Sir, three minutes to resonator launch.
- Where is he? - He'll be here.
He has brought a child onto my ship and on my bridge.
I'm sure Mr Data has a good explanation.
I do, sir.
She was frightened and...
Mr Data, kindly assume your station.
Counsellor, will you escort her to sickbay?
No, Data, I'm scared. Don't make me go.
- No one's going to hurt you. - No.
- We'll go and get a treat... - No.
Captain, she will not be in the way.
One minute to launch.
- It'll be alright. - No.
Just leave me alone.
- I want Data. - Counsellor, allow me, please.
Sarjenka, no one will harm you. These are my friends.
Mr Data, take your station and keep her with you.
This does concern her.
I will require my hand.
Sensors locked on probes.
Torpedoes have reached their targets.
Resonators activated. Harmonic sequences have begun.
- What are you doing? - Trying to quiet your planet.
If we succeed, there will be no more quakes, no more volcanoes.
When will the results be known?
They should happen very quickly, sir.
And my parents and brothers?
Captain, sensors indicate a planet-wide reduction
in tectonic-stress levels.
It worked. We did it!
- Your parents will be safe now. - You did this for me?

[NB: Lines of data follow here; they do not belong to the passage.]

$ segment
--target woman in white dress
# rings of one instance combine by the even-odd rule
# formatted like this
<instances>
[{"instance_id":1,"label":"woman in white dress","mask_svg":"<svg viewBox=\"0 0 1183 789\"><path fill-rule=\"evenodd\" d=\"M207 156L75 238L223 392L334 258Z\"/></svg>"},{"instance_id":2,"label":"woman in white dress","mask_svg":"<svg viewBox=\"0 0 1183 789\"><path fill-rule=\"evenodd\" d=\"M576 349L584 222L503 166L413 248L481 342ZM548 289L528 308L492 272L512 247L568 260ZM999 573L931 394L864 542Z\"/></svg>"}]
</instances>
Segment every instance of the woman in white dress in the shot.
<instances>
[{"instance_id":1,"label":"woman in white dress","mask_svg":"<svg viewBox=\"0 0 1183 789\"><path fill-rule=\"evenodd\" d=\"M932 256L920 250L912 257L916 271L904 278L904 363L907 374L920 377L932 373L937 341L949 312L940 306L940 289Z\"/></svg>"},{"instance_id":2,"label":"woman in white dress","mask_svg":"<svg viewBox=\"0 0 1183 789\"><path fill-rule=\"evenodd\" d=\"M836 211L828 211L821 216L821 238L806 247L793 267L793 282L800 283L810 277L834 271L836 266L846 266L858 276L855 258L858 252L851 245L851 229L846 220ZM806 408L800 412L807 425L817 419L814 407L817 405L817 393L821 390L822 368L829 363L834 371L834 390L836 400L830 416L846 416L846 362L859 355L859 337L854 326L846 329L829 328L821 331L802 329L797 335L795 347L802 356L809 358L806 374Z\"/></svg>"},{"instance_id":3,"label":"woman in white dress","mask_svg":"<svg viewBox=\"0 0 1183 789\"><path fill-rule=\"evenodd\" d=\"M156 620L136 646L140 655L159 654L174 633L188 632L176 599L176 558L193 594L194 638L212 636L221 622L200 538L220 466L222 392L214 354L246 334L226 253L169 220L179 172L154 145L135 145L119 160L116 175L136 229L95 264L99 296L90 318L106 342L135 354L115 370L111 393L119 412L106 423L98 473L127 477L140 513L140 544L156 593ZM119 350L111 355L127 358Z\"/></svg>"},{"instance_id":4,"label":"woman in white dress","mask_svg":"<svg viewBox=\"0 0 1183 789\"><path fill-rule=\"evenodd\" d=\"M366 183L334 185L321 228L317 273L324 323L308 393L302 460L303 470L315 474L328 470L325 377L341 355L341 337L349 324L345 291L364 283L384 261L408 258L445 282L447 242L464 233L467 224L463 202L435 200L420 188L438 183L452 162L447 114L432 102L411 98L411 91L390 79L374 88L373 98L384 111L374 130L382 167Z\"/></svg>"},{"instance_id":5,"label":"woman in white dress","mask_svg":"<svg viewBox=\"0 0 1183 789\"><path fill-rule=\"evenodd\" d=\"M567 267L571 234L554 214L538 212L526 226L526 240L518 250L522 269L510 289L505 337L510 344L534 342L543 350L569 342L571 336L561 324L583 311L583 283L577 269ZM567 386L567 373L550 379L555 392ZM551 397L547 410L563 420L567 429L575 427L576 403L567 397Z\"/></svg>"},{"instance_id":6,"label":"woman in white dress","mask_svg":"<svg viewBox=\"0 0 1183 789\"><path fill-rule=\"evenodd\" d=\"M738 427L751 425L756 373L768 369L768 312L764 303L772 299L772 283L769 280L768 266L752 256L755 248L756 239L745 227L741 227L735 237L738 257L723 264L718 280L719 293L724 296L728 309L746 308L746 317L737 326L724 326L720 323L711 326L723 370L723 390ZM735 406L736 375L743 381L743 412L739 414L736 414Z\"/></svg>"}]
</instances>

Look, Sarjenka. There is your home.
Data, escort her to sickbay.
Number One, you have the bridge.
- Doctor. - Yes, Captain?
Data and the alien are on their way.
What would be involved in removing all memory
of her communication with Data
and her visit to this ship?
Assuming that her brain structure is similar to ours,
the memories will be stored chemically
on the neurons of the cerebral cortex.
They're also time-dependent.
I would have to scan for the age of the chemical links
and try to find the relevant neurons.
Well, do your best.
You have many kinds of people here.
- When I am bigger, can I be here? - I am certain you could.
- I wish I could come now. - I am afraid that is not possible.
I know, but I can still wish for it.
Dr Pulaski, this is Sarjenka.
- Hello, Sarjenka. - Hello.
What is this?
That's an Elanian singer stone.
It sings a different song for each person.
What does it sing for you?
- It does not sing for me. - Why not?
Because I am a machine.
Sarjenka, we're going to run a few scans to be sure you're alright.
Data will be right here. Don't worry.
You did a good thing.
But are we doing a good thing now?
This is to protect her as much as us.
By robbing her of memories?
To remember you and this ship would complicate her future.
She has to be the person she was born to be.
And you'll remember her.
Enterprise, one to beam up.
- Sit down. - No, thank you, sir.
I'm not qualified enough to sit there.
You did a good job. I'm proud of you.
Thank you, sir. Does it get any easier?
I came to apologize, sir.
No apologies are necessary.
You reminded us that there are obligations that go beyond duty.
I appreciate your seeking other options.
Your decision could have been unilateral.
One of my officers, one of my friends, was troubled. I had to help.
- Is Sarjenka safely home? - Yes, sir.
She will not remember me, sir, but I will remember her.
Remembrance and regrets are also a part of friendship.
And understanding that
has brought you a step closer to understanding humanity.